In the DDM_S, two components of the drift rate can be dissociated: the asymptote of the drift rate scaling function (v_max), that is, the maximum drift rate that is approached as value differences increase, and the slope of the sigmoid (v_coeff). In both tasks, there was no evidence for a group difference in v_max (see Table 5 and Figures 6d, 7d) and both difference distributions were centered at 0. Across tasks and groups, the value scaling parameter for the drift rate (v_coeff) was generally > 0, reflecting a robust positive effect of value differences on the rate of evidence accumulation (see Figure 6d, 7d). Interestingly, the drift rate slope parameter (v_coeff) was increased in the mOFC patients for both tasks, an effect that was substantial for the temporal discounting data. Here, the posterior distribution also had a much higher variance compared to the control group. This was driven by 4/9 mOFC patients who had v_coeff estimates that fell substantially beyond the values observed in controls and in the remaining patients (mean v_coeff estimates: P1: 17.89, P3: 8.32, P4: 3.38, P5: 4.70). These extreme cases included the patient with the lowest discount rate (P1 log(k)_now: −10.53) and the patient with the second highest discount rate (P4 log(k)_now: −2.28).

Discussion

We compared different choice rules for modeling inter-temporal and risky choice / probability discounting in healthy controls and patients with mOFC lesions. For each task we examined a standard softmax action selection function and three variants of the drift diffusion model (DDM). Across tasks, the data were better accounted for by a DDM with a non-linear mapping of value differences onto the drift rate (DDM_S) than by a DDM with linear mapping (DDM_lin) or a null model without any value modulation (DDM₀). In a series of further model checks, we verified 1) the consistency between choice model parameters estimated via the DDM_S as compared to a standard softmax choice rule, 2) the correspondence between observed RT distributions and RT distributions simulated from the estimated posterior distributions (posterior predictive checks) for each individual participant and 3) the expected associations between the DDM parameters non-decision time and boundary separation and non-parametric RT measures. We then used the DDM_s to reproduce our previous results on temporal discounting in patients with mOFC lesions³⁰, to characterize risk-taking behavior in mOFC patients, and to explore group differences in choice dynamics across tasks.
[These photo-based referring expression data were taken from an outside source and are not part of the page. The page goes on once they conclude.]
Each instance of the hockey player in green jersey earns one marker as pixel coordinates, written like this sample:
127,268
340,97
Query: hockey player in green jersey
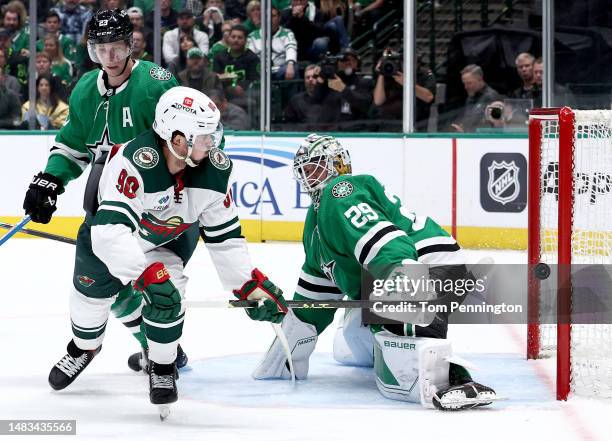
109,105
355,226
152,190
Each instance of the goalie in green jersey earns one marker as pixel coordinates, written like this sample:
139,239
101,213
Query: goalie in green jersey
109,105
354,226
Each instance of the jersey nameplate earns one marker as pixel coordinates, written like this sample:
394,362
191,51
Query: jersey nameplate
342,189
219,159
159,73
146,157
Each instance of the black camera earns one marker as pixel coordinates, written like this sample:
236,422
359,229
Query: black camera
496,112
328,66
390,64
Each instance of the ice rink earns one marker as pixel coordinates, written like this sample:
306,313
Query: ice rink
218,400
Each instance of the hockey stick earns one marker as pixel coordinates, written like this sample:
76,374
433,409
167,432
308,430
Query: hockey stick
34,233
14,229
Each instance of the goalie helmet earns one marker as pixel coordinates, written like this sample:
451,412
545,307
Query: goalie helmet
194,115
320,159
109,26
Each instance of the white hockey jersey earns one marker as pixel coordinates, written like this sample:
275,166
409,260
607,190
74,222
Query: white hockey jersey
142,206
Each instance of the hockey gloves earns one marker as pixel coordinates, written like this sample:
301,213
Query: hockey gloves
163,301
273,308
41,198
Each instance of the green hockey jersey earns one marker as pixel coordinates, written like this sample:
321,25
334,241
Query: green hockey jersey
143,207
360,226
101,117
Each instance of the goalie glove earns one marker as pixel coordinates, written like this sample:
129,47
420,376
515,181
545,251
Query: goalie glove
163,300
273,308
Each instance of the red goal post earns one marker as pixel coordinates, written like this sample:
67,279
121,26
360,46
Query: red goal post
565,227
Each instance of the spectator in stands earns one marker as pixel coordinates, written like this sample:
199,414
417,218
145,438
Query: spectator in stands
317,106
307,24
529,88
211,20
137,18
334,12
479,96
14,19
74,18
139,47
171,46
284,48
52,27
237,67
169,17
8,81
235,10
60,66
355,90
180,62
10,108
254,16
197,75
51,111
222,44
16,62
232,116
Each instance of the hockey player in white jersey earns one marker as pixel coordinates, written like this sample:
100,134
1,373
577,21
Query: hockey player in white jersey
152,189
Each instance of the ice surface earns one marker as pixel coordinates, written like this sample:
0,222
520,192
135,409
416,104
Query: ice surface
219,400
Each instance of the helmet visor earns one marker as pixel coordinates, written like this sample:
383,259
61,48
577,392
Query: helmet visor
108,54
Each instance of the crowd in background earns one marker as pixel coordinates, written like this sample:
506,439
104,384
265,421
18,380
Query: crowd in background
211,45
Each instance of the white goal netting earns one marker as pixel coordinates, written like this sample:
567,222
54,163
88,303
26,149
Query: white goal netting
591,242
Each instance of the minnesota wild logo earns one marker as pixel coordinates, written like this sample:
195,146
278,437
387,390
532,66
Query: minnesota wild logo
159,73
219,159
160,231
85,281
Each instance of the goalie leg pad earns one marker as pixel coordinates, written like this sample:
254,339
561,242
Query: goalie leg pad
411,369
302,338
354,342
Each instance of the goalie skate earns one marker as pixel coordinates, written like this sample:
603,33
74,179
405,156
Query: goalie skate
464,396
70,366
162,387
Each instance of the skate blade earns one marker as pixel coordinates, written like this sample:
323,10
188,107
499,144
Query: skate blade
464,403
164,411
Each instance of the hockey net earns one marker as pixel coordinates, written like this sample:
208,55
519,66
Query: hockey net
570,224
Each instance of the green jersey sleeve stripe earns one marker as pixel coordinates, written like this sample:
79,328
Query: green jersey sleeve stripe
81,163
316,295
114,216
124,206
77,154
384,236
222,226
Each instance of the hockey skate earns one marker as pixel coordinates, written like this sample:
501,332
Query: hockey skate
70,366
162,387
464,396
139,361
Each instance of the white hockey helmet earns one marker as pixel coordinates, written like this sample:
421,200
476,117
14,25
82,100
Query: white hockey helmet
320,159
193,114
Previous studies have successfully incorporated RTs in the modeling of value-based decision-making, e.g. via the linear ballistic accumulator model¹⁵ or linear regression¹². Here we build on recent work in reinforcement learning^11,13,14 and examined the degree to which the drift diffusion model could be used as the choice rule in temporal discounting and risky choice. In line with a recent model comparison in reinforcement learning¹⁴, our model comparison of linear vs. non-linear value scaling revealed a superior fit of the DDM with non-linear (sigmoid) value scaling both for temporal discounting and risky choice data. Posterior predictive checks of the winning models revealed a reasonably good fit to the observed RT distributions of most individual participants. However, in a few participants, models tended to underestimate RTs for choices towards the lower boundary, and this was perhaps most evident in the case of the risky choice data in some of the mOFC patients.
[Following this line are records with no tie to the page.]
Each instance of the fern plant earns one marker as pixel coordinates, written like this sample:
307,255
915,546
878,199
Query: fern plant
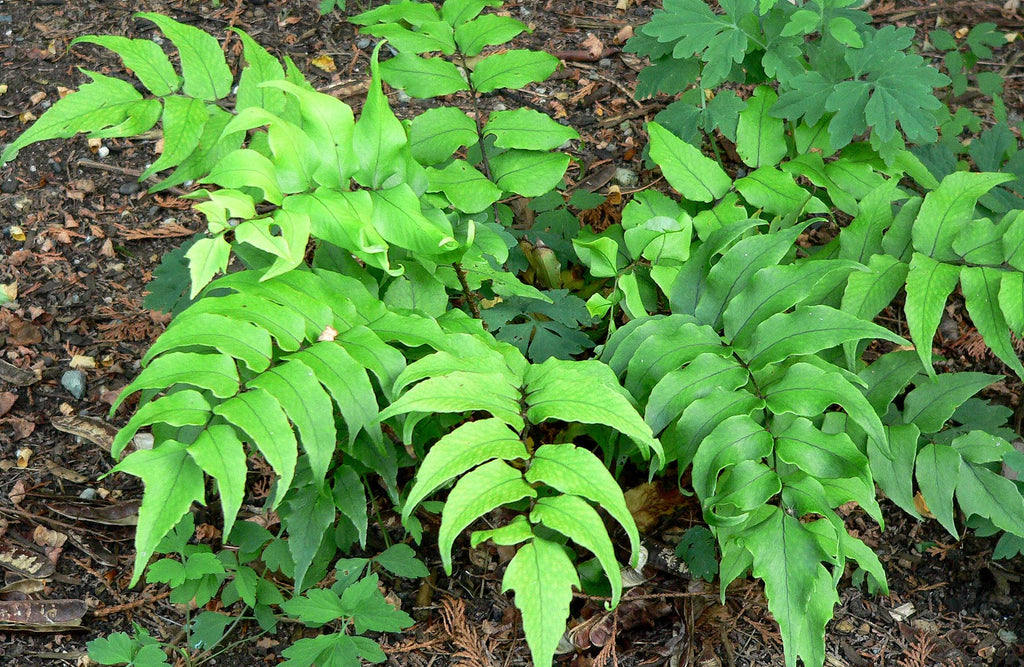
351,341
276,359
837,76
One advantage of hierarchical Bayesian parameter estimation is that robust model fits can be obtained with fewer data points than are typically required for maximum likelihood estimation^57,58, and this is also the case for the drift diffusion model⁵⁷. The reason is that in contrast to obtaining single-subject point estimates of parameters (as in maximum likelihood estimation), in hierarchical Bayesian estimation, the group-level distribution of parameters constrains and informs the parameters estimated for each participant. One consequence of this is shrinkage⁵⁸ or partial pooling, such that in a hierarchical model individual parameter estimates tend to be drawn towards the group mean. While this can improve the predictive accuracy of parameters, there is the possibility that meaningful between-subjects variability is removed⁵⁹. Nonetheless, we believe that for situations with limited data per subject⁵⁷, the hierarchical Bayesian estimation approach is most appropriate.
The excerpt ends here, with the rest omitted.